How Cayosoft Guardian collects forest metadata from Domain Controllers
During forest backup and recovery operations, Cayosoft Guardian gathers domain controller (DC) configuration data to ensure the recovered environment is accurate, consistent, and functionally equivalent to the original forest. This process includes connecting to every DC in the forest, even if the DC is not included in the backup plan.

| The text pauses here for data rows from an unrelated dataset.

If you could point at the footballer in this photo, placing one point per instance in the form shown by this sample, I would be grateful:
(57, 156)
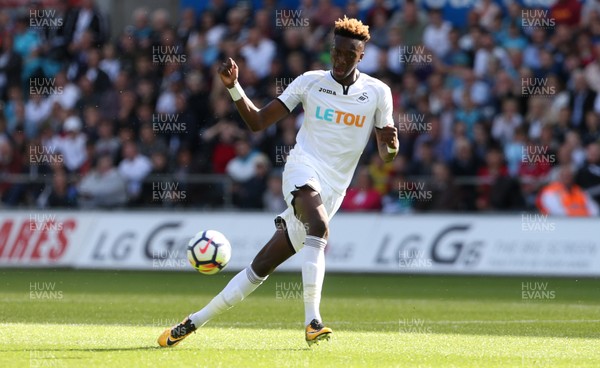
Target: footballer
(341, 107)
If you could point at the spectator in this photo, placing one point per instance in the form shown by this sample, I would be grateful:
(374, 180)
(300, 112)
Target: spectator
(436, 34)
(505, 124)
(60, 194)
(133, 169)
(565, 198)
(243, 166)
(259, 53)
(103, 187)
(588, 177)
(273, 201)
(411, 23)
(248, 194)
(71, 146)
(441, 194)
(487, 11)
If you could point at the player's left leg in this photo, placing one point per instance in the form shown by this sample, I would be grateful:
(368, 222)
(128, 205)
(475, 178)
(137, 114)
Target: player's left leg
(311, 211)
(275, 252)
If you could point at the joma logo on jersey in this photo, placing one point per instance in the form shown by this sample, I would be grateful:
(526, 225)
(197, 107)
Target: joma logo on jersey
(340, 117)
(325, 90)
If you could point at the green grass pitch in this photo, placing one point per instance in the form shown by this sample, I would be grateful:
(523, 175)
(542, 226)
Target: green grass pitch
(67, 318)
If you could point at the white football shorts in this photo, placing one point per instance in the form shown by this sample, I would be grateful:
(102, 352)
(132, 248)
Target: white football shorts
(297, 175)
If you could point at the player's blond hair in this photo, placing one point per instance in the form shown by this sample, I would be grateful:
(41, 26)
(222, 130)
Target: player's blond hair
(352, 28)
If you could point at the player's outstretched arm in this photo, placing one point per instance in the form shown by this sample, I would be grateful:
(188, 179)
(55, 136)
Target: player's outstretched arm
(387, 142)
(256, 119)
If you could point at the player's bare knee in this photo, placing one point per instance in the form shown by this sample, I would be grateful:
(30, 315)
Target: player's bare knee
(261, 266)
(318, 226)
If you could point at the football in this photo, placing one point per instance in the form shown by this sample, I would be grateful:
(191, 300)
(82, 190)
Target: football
(209, 252)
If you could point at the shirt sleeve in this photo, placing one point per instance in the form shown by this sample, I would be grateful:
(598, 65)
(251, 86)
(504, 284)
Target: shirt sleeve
(383, 114)
(294, 93)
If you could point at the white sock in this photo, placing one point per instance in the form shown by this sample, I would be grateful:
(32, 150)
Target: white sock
(240, 286)
(313, 272)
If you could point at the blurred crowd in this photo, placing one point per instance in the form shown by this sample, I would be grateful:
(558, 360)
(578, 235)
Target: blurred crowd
(501, 114)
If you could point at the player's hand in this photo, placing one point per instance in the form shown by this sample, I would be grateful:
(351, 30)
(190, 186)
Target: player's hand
(228, 71)
(389, 135)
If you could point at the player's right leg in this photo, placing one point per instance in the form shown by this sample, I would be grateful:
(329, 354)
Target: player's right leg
(275, 252)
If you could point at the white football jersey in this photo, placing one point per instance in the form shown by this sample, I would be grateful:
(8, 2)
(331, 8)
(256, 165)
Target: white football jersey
(338, 121)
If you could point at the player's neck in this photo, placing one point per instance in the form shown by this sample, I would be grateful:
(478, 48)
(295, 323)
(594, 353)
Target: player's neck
(349, 80)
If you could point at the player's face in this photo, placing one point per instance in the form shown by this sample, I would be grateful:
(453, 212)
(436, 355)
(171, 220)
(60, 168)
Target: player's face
(345, 55)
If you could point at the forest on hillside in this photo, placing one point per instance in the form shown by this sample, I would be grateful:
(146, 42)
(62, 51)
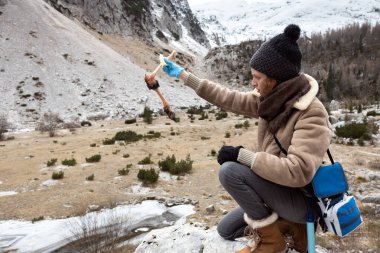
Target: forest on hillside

Why Cayosoft Guardian requires connectivity to all DCs
To successfully restore a forest, Cayosoft Guardian must reconstruct critical metadata that defines the forest’s topology and DC interdependencies. This metadata includes:
- DC-to-DC communication paths
- Operating system version, IP address, and DNS configuration
- Replication-related configuration
- Other low-level parameters that affect recovery behavior
The only reliable and authoritative source for this information is the domain controller itself. Therefore, during the backup process, Cayosoft Guardian connects to each DC in the forest and executes commands to read and save this configuration in the forest metadata.

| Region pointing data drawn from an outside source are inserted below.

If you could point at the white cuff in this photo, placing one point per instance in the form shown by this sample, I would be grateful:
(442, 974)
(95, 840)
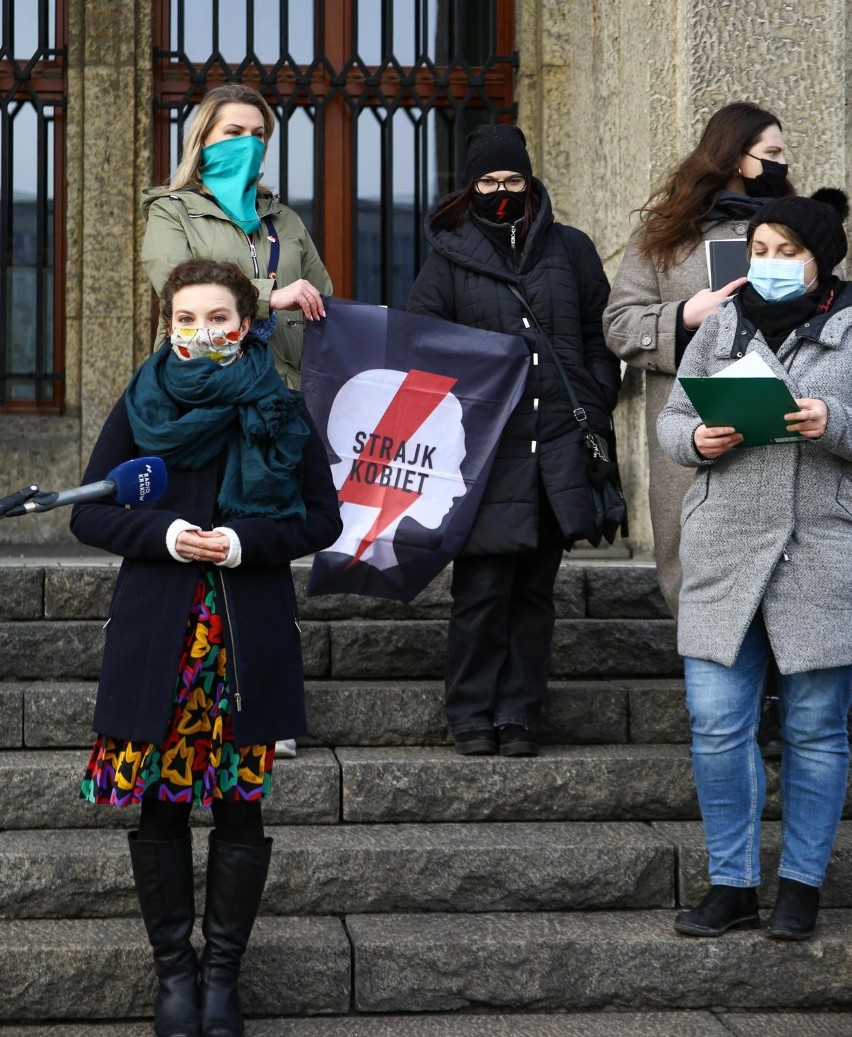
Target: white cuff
(177, 527)
(235, 551)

WinRM transport used for metadata collection
The Forest Recovery Agent collects topology metadata over WinRM and supports two transports: WinRM over HTTP (port 5985) and WinRM over HTTPS/SSL (port 5986). Both transports are encrypted in transit. The transport is selected by the WinRM transport mode configured for the backup plan (HTTP only, HTTPS only, Auto HTTPS preferred, or Auto HTTP preferred). For details on configuring the transport, see Configure a backup plan.

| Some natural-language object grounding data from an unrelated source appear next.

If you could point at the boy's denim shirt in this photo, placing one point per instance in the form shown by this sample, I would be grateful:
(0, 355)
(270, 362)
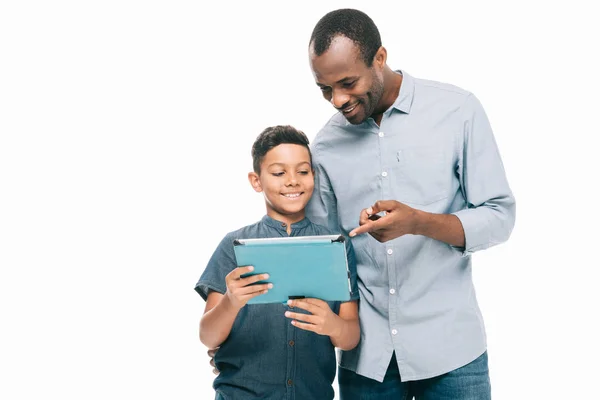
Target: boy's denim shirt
(265, 356)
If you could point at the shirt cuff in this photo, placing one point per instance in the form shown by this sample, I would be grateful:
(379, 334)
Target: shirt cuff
(475, 231)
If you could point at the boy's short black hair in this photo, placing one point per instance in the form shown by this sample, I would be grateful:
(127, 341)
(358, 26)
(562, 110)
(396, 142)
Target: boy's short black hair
(355, 25)
(274, 136)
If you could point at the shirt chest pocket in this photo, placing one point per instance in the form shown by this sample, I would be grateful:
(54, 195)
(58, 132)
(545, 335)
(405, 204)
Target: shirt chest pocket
(421, 175)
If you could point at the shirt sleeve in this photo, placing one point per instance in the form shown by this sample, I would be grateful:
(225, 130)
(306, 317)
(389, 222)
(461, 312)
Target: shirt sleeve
(490, 214)
(322, 207)
(220, 264)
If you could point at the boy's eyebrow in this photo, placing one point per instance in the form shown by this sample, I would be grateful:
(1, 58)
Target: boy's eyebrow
(284, 164)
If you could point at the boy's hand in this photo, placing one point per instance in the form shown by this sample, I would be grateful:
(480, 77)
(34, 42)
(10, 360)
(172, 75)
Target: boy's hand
(321, 319)
(240, 290)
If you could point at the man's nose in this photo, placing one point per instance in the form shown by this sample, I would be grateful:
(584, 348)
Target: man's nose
(339, 99)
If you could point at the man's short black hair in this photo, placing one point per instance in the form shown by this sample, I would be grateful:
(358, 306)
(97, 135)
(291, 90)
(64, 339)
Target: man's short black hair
(272, 137)
(355, 25)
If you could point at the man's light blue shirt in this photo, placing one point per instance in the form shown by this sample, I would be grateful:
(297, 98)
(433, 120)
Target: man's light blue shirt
(434, 151)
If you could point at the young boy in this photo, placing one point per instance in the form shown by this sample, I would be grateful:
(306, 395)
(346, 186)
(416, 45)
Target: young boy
(274, 351)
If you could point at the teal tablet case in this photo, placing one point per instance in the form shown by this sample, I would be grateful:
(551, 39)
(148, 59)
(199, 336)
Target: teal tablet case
(302, 266)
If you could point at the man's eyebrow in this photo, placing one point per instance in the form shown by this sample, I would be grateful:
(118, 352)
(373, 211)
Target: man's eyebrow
(346, 79)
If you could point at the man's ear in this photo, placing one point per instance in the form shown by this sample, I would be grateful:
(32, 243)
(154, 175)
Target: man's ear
(254, 180)
(380, 57)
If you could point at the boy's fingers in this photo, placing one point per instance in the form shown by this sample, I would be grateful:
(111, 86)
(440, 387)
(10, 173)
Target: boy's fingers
(253, 279)
(305, 326)
(317, 302)
(255, 294)
(301, 317)
(238, 272)
(303, 304)
(246, 290)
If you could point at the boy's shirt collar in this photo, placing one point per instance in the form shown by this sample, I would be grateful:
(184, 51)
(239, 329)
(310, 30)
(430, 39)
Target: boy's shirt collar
(283, 226)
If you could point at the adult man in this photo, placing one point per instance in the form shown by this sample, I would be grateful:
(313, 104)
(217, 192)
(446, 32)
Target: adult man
(429, 147)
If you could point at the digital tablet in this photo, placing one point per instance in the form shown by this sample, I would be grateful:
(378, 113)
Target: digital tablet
(298, 267)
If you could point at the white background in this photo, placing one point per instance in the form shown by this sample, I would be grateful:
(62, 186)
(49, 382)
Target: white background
(126, 129)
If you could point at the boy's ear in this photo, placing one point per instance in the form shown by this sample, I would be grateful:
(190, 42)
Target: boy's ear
(254, 180)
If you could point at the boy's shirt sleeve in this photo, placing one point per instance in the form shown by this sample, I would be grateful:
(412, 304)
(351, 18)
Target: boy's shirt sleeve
(220, 264)
(352, 268)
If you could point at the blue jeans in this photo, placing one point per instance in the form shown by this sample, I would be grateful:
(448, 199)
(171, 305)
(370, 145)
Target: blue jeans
(471, 382)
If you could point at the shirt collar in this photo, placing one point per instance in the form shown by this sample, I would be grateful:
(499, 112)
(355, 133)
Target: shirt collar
(281, 225)
(407, 92)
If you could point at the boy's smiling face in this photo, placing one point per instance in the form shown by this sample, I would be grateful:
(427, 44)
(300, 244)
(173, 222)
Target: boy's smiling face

In the Auto modes, the transport is chosen independently for each DC, so a single backup run can collect metadata from some DCs over HTTPS and others over HTTP. In hardened environments where port 5985 is closed and only port 5986 is available, set the transport to HTTPS only so metadata can still be collected from every DC.
NOTE: If a DC is reachable only over a transport that is not enabled for the plan, Cayosoft Guardian cannot collect that DC's configuration, and forest metadata becomes incomplete — with the same consequences described above for an offline DC. The transport used (and any fallback) is recorded per DC in the backup plan execution history.
How credential configuration impacts metadata collection
If the backup plan is switched to use a group Managed Service Account (gMSA):
- The gMSA may be permitted only on specific hosts.
- It may not have permissions or delegation paths needed to access all DCs in the forest.
- Cayosoft Guardian may lose the ability to query DCs that are not part of the backup plan.
If agents are reinstalled and credentials are entered manually, instead of using centralized credentials:
- There is no longer a central credential store that can be used to authenticate to other DCs.
- Cayosoft Guardian cannot connect to DCs outside the backup plan.
- The code that collects metadata from all DCs may be skipped entirely.
While skipping this step may avoid a specific scenario where a down DC blocks the process, it introduces the risk of incomplete forest metadata, which can reduce recovery accuracy and reliability.